No doubt the fitness craze that’s been dominating the conversation recently has been fitness tracking devices, so we lined them all up side-by-side to who would win the race. We reviewed Fit Bit, Garmin, IWatch, Adidas (these were the final four), Microsoft, IFIit, Jawbone, Basis Peak, Pebble Steel, and a few others. Now all of them had some claim to fame to separate them from the pack but we were looking at the total package, and in the interest of time we narrowed our search down to four and here are the results.
We based our results on five criteria most important to readers and these areas included the screen, wristband design, how accurately it calculated steps, distance, and heart tracking. The test was set over one week, we also tested wrist-based devices vs. hip-mounted for comfort and accuracy. Lastly, we had to look at the software for each to see which could gather and process the information the most efficiently, and of course price.
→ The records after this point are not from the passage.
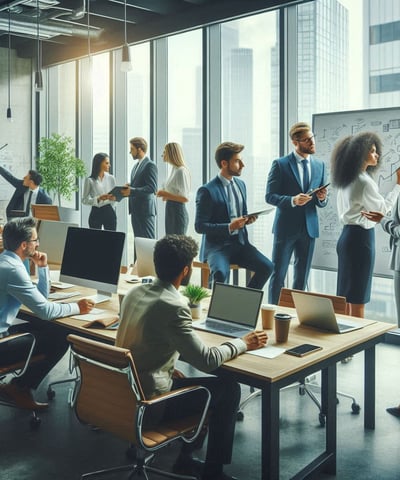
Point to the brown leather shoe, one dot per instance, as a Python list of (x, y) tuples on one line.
[(21, 397)]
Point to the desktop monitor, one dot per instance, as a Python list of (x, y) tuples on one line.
[(144, 256), (92, 258), (52, 236)]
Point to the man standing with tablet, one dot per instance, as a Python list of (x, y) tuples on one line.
[(291, 186)]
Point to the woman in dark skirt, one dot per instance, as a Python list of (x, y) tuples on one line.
[(353, 161), (176, 191)]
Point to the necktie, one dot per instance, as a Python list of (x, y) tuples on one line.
[(28, 203), (306, 177)]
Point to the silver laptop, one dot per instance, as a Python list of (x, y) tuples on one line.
[(315, 311), (233, 310)]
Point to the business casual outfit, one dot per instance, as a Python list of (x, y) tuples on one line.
[(356, 245), (176, 214), (102, 213), (156, 325), (295, 228), (217, 203), (22, 199), (142, 200), (16, 288)]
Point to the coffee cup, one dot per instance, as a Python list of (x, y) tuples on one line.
[(282, 324), (267, 316)]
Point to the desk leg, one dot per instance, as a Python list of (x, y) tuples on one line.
[(369, 388), (270, 433), (328, 379)]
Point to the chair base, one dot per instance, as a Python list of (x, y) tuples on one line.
[(141, 468)]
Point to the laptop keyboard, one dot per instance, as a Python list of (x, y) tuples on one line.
[(223, 328)]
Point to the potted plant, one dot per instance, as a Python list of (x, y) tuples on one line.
[(59, 166), (195, 294)]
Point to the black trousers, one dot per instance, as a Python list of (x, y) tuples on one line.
[(51, 341), (103, 217)]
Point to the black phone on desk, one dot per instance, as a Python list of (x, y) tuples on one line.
[(302, 350)]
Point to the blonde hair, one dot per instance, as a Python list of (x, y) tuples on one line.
[(174, 154)]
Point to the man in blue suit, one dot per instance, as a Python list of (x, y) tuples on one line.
[(295, 228), (221, 216), (27, 192)]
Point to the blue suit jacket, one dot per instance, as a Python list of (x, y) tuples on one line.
[(17, 199), (213, 215), (142, 199), (283, 184)]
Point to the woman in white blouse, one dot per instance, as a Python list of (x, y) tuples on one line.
[(95, 193), (353, 161), (176, 191)]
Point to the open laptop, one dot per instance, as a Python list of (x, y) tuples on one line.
[(315, 311), (233, 310)]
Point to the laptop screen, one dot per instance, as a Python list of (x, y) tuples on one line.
[(235, 304)]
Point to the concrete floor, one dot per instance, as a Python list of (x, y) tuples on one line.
[(63, 449)]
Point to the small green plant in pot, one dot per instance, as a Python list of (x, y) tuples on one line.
[(195, 294)]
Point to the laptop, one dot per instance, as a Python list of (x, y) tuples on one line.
[(315, 311), (233, 310)]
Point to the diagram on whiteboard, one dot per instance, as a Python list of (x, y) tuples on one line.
[(328, 129)]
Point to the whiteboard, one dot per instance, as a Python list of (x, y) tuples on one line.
[(328, 129)]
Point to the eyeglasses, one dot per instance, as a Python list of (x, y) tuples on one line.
[(307, 140)]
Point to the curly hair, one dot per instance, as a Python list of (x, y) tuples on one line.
[(349, 156), (172, 254)]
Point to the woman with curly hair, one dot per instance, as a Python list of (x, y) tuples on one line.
[(353, 161)]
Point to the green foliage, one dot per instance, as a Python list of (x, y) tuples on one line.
[(195, 293), (59, 167)]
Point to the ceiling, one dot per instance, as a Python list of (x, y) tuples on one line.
[(65, 26)]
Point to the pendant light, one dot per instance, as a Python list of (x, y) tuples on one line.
[(126, 65), (38, 73), (9, 115)]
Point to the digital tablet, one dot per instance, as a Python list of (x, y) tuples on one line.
[(318, 189), (302, 350), (261, 212)]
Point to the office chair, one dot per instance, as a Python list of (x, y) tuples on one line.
[(307, 384), (19, 368), (111, 398)]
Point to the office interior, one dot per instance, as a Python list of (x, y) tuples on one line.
[(202, 72)]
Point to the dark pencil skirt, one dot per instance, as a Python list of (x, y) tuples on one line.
[(356, 259)]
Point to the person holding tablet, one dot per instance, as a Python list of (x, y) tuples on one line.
[(96, 193)]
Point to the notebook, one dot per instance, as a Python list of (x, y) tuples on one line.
[(315, 311), (233, 310)]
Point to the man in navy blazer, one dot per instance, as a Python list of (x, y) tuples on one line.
[(221, 216), (21, 199), (295, 227), (141, 191)]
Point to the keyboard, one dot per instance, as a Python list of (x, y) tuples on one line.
[(212, 324), (63, 295)]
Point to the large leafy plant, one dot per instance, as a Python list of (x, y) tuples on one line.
[(59, 166)]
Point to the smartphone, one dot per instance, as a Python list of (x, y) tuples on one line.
[(302, 350), (317, 189)]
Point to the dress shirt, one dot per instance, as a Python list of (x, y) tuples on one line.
[(93, 188), (16, 288), (178, 182), (363, 194), (156, 325)]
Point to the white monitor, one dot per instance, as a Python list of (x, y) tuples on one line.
[(144, 256), (92, 258), (52, 236)]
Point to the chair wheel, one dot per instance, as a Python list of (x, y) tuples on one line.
[(50, 393), (322, 420), (35, 423)]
Now in all fairness to mother apple this deck was stacked against them and they still managed to make it to the final four, but in the end they were going up against devices that were designed to, and could only do one thing and that’s track fitness and they did am amicable job but that’s not what you would buy this for, it’s everything else. While Apple may had the highest marks in regards to overall style, the got outperformed when going head to head in both steps and distance calculation, so the IWatch (model cost $349) came in fourth. Our overall winner was the Fitbit Charge HR, cost $150. it counts daily steps and stairs more accurately than almost all the others, with features that include continuous heart rate monitoring and performs automatic sleep tracking. Additionally it offers some basic smart phone notification features and is complemented by a motivating app that enables third-party integration. The band is surprisingly similar to a wristwatch and the battery life is good for four or five days.
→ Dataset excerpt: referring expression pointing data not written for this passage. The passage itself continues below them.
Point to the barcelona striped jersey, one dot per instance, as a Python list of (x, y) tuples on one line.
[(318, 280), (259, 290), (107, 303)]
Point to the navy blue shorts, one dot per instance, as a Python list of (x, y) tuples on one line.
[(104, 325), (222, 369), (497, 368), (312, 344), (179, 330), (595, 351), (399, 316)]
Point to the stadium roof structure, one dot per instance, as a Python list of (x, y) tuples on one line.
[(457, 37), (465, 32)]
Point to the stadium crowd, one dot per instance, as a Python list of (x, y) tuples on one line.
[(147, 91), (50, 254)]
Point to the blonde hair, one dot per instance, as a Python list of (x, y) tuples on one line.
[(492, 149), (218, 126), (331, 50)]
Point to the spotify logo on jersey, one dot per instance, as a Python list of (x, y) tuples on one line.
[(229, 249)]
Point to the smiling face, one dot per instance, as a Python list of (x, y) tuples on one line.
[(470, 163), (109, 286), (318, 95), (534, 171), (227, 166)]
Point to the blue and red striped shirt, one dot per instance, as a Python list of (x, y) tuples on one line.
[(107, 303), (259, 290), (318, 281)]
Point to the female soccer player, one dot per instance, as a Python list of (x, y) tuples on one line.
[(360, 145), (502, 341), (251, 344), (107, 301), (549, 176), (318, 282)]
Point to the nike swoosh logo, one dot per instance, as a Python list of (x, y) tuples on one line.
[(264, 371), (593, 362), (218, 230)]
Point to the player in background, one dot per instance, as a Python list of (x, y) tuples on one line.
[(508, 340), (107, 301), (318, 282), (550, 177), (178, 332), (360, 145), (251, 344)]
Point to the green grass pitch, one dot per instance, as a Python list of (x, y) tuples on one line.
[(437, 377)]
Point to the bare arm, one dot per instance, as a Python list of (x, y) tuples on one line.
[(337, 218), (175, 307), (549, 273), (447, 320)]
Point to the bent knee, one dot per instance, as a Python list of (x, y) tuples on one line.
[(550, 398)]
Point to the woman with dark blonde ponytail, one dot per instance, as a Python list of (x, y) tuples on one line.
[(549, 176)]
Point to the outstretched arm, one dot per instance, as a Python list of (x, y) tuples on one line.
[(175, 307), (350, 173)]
Our honorable mentions were Garmin’s Vivofit $150, whose waterproofing could prove to be a key component in a test lasting more than a week, but for our short-term test it got nosed at the wire. It can communicate with cycling sensors and heart-rate monitors to log their data, and it’s very thin. We also liked the music playback feature but it’s lack of third-party app support means it’s ceiling may have already been reached. Lastly, the Adidas Fit Smart Band had good functionality and was designed for running, training and fitness, but the styling just killed it scoring. It resembled one of the old digital watches from the late 80’s that had the calculator keys on the front face.
To be clear the outcome of this survey could easily be different, and probably will six months from now, also your choice should depend on the type of exercise you do so it will be somewhat subjective. Cyclers will have different needs than runners or swimmers. However for those that are doing basic workouts either running, at the gym, or at home, this survey should work as a good barometer of what will work well for you and most all make you content with your purchase.